Flüchtlinge aus Kriegsregionen

Auch in der Außenpolitik verfolgen Bundesregierung und EU eine konfrontative Strategie der massiven politischen Intervention. Sie setze nicht auf den Versuch der Deeskalation und der Verständigung. Rüstungsexporte in unsichere Länder wie Saudi Arabien, Algerien oder Katar befeuern indirekt jene Konflikte, die schon jetzt ungeheure Fluchtbewegungen ausgelöst haben.

Auch die Erweiterung der NATO-Präsenz nach Osten setze auf Konfrontation und lasse neue Konfliktherde entstehen. Seit dem Beginn der Ukraine Krise hätten etwa 4000 Personen, in großer Anzahl Kriegsdienstverweigerer, Asyl in Deutschland gesucht.

In Deutschland trifft die Bundesregierung zunehmend Maßnahmen, die Flüchtlinge zu kriminalisieren und ihre Rechte und Möglichkeiten zu untergraben.
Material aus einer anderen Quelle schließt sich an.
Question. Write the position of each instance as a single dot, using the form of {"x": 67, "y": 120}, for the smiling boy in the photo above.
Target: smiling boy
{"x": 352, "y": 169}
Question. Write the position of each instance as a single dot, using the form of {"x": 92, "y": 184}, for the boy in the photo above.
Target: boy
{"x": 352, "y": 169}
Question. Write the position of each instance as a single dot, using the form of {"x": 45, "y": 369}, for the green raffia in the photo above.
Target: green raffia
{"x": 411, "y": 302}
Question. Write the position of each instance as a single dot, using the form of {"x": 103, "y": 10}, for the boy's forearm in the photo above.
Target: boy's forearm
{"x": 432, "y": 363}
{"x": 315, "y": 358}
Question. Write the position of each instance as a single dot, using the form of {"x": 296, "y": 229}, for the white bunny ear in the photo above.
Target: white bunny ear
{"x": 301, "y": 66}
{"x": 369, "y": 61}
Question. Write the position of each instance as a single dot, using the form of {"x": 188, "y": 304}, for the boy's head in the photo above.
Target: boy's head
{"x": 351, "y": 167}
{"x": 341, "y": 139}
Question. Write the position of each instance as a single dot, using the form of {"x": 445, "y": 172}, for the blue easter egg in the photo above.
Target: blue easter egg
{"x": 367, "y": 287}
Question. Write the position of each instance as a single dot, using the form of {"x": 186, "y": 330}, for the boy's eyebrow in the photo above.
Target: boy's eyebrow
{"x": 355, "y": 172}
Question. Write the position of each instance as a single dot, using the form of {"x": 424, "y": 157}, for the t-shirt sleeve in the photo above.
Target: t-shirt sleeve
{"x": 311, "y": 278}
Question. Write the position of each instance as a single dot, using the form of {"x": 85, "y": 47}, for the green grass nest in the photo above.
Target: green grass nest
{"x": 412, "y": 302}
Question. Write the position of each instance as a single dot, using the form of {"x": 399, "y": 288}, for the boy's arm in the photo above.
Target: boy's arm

Ein erst letzte Woche erlassenes Gesetz ermöglicht es nun, Geflüchtete ohne Pass sowie nachweislich durch Schlepper Gekommene und jene, bei denen ein noch nicht beendetes Asylverfahren aus einem anderen Land anhängig ist, zu inhaftieren. Für Heike Hänsel ist dies ein direkter Angriff auf die Rechte von Flüchtlingen.

Fähren statt Frontex

„Wenn diese Politik so weitergeht, werden wir mit ganz neuen Flüchtlingszahlen konfrontiert werden.“ So das Fazit von Frau Hänsel. Es brauche eine Außenpolitik der Verständigung und nicht der Abschottung. „Wir  brauchen dringend humanitäre Visa, das heißt legale Einreisemöglichkeiten. Außerdem müssen wir unsere zivilen Strukturen stärken, die vertrauensfördernd wirken, anstatt militärische Blöcke einzusetzen. Eine Seenotrettung haben wir ja bereits in Deutschland, aber die wurde überhaupt nicht in Betracht gezogen.“

In die mediale Offensive gehen

Wichtig sei es, so findet Heike Hänsel, dass sowohl die Parteien als auch Bürgergruppen, Ehrenamtliche und Initiativen, die einen Beitrag zu einer Willkommenskultur leisten, in die Offensive gehen. Man müsse eine Gegenstimme zur derzeitigen Berichterstattung leisten. Denn diese würde instrumentalisiert, sei sehr einseitig, zum Teil propagandistisch und führe zu Ressentiments innerhalb der Bevölkerung.